The thoroughbred racing season reached a grand finale at Churchill Downs where the Breeders' Cup Classic featured one of the most exciting fields in history.
The favorite, Skip Away, had won its first nine races of the year but came up short in its bid to surpass Cigar as horse racing's all-time money winner by finishing a disappointing sixth.
Silver Charm, the illustrious veteran, mustered a second-place finish and British-based Swain came in third. Victory Gallop, the Belmont winner, finished a close fourth.
The upset winner, however, of the $5.12 millions Classic was surprising 4-year-old Awesome Again which won all six races it started in 1998. Trainer Patrick Byrne regrets not starting Awesome Again in more races, but still believes his horse deserves the Horse of the Year title for beating the world's best at the Classic. Byrne retired Awesome Again to stud in November.

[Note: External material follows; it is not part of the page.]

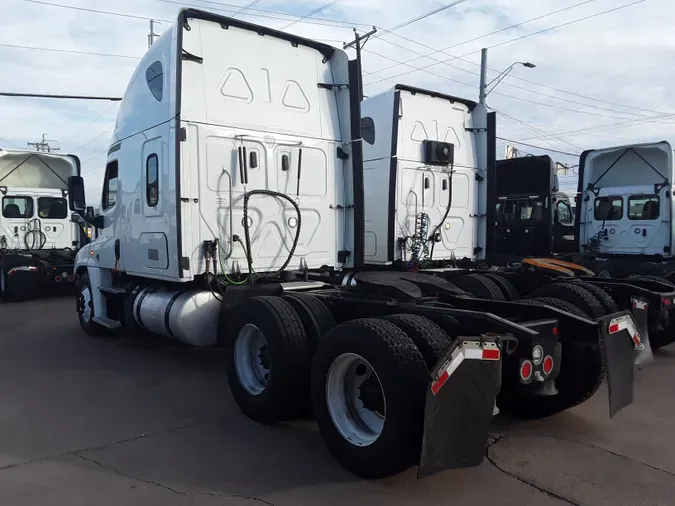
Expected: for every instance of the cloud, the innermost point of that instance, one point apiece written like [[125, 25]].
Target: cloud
[[621, 58]]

The record crowd on hand at the Classic expected Skip Away become the first horse to break the $10 million mark in career earnings. Instead Skip Away finishes with $9,999,185, second only to Cigar.
Real Quiet came real close to capturing the sports first Triple Crown since affirmed in 1978. Real Quiet, ridden by Kent Desormeaux, became the 14th horse in history to win the Kentucky Derby and Preakness Stakes only be nosed out at the Belmont Stakes. Derby and Preakness runner-up Victory Gallop and jockey Gary Stevens spoiled Real Quiet's chance at history in 1998.
Meanwhile, the National Thoroughbred Racing Association hired Tim Smith to be the organization's first commissioner in April and went on an all-out blitz to get younger fans interested in horse racing.
Harness racing crowds also saw strong Triple Crown runs. But by winning the Kentucky Futurity, Trade Balance spoiled Shady Character's bid to become the ninth pacer to win the Triple Crown. While Fit For Life's victory in the Messenger Pace spoiled Muscles Yankee's bid to become the first Trotting Triple Crown winner since Super Bowl in 1972.